Content für Mehrumsatz, Markenaufbau und Conversions

Die Zeichen stehen auf einer integrativen Content-Strategie. Onlineshops benötigen Content, um sich von der großen Konkurrenz Zalando & Co. abzuheben. Inhalte erlauben ihnen, sich mit Fachkompetenz, Service oder Emotion von übermächtigen Handelsriesen zu differenzieren.
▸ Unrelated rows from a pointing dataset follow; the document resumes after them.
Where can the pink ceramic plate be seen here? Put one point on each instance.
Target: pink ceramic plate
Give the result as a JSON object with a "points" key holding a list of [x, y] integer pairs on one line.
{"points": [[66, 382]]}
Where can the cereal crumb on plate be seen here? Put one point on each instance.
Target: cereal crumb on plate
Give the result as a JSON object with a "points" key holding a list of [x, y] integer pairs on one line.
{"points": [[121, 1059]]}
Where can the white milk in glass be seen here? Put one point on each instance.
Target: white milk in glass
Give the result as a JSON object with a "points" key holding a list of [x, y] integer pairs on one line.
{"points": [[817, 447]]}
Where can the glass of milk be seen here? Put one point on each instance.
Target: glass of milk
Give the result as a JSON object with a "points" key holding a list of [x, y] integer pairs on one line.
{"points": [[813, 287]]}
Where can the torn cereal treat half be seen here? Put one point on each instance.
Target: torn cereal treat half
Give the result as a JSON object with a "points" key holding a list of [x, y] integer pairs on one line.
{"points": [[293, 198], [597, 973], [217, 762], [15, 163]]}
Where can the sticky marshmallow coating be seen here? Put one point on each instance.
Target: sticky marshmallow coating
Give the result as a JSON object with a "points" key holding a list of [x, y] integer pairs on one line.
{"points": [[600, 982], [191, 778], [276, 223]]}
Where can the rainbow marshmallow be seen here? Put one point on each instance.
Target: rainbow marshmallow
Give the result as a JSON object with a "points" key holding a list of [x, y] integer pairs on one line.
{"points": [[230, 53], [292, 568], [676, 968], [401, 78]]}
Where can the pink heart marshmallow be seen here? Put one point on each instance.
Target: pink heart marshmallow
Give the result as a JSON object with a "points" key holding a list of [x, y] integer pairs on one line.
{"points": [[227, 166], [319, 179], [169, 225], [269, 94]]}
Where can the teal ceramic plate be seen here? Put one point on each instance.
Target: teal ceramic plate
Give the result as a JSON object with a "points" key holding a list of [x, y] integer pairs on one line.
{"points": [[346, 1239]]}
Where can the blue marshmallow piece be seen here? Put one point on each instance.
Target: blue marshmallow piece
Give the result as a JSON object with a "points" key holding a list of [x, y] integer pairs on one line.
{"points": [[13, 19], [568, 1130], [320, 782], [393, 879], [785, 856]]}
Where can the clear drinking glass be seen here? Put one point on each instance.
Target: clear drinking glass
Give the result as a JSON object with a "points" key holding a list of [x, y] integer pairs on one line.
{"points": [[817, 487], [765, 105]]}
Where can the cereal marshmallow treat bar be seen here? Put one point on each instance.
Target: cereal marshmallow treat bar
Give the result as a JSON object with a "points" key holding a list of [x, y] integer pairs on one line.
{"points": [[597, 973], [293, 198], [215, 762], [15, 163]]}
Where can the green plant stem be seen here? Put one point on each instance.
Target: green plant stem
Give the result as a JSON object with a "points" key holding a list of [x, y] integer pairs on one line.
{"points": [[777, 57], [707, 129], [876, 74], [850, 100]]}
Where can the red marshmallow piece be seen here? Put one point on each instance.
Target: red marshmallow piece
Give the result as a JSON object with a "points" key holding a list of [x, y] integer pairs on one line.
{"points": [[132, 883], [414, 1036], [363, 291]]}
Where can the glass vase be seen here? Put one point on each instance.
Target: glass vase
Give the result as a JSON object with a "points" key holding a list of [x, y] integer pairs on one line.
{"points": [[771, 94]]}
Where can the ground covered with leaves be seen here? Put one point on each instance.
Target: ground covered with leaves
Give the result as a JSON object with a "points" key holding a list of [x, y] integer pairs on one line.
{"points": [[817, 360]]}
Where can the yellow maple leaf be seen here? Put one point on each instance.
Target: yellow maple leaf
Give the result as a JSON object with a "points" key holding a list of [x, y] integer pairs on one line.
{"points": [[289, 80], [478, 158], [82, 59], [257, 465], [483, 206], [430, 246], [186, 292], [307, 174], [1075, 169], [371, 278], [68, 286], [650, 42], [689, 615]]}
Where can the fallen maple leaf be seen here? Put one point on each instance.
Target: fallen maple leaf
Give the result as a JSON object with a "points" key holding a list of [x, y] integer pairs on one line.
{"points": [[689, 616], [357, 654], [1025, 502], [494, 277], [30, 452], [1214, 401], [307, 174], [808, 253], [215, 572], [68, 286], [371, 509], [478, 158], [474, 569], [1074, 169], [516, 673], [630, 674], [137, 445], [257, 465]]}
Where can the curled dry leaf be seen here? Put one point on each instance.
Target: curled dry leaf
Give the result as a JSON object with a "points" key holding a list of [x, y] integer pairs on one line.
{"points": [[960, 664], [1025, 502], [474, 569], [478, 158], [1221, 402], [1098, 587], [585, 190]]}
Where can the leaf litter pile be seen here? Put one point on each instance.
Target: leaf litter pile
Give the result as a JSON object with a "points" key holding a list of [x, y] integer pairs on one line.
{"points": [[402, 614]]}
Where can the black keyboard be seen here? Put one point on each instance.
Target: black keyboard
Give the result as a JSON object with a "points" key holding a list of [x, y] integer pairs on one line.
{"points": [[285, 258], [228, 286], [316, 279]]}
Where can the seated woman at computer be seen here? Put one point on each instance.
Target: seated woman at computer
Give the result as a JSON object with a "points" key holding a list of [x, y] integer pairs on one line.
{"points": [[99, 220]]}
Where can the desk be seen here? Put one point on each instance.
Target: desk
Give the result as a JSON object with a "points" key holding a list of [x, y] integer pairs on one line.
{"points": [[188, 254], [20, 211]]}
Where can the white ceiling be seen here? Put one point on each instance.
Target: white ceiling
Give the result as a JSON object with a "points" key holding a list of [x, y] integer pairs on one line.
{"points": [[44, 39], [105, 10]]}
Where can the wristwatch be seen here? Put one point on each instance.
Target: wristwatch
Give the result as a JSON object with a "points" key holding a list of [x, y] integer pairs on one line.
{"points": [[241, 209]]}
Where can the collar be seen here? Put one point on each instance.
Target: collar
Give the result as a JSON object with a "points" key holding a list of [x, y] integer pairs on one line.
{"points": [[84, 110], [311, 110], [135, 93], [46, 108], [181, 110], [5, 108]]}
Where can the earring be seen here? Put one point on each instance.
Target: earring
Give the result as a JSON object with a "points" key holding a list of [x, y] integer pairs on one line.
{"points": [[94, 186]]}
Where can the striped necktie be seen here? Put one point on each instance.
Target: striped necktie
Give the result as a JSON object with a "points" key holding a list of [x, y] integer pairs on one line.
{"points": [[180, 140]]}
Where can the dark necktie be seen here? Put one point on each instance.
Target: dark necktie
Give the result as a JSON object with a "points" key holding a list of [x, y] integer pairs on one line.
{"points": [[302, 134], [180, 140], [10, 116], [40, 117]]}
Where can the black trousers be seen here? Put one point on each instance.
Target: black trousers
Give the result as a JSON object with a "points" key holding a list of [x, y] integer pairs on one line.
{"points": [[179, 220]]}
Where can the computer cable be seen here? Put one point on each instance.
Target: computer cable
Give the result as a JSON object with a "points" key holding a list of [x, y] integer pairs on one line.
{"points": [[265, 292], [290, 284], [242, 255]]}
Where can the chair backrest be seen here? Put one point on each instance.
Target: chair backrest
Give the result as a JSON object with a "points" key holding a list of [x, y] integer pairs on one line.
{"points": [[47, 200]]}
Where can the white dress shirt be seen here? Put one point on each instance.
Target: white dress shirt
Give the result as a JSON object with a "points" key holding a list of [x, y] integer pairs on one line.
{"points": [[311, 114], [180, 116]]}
Content kann sowohl dem Umsatz und der Conversion dienen als auch dem Markenaufbau. Der Weg zu allen drei führt über die Verzahnung von Inhalten mit den Produkten und somit dem Kauferlebnis. Je besser Inhalte und Produkte integriert sind, desto stärker verschmelzen Content und Marke / Shop in der Nutzerwahrnehmung. Essenziell ist eine unterbrechungsfreie Navigation zwischen Inhalt und Kauf.

Diese Darstellung lässt sch auch auf Websites von Tourismusverbänden (Hotelangebote), Gesundheitsseiten (Produktdarstellungen) und auch bei Bauen/Wohnen-Angebote (div. Produkte) im Rahmen einer Content-Kultur mit klaren Kompetenzen umsetzen.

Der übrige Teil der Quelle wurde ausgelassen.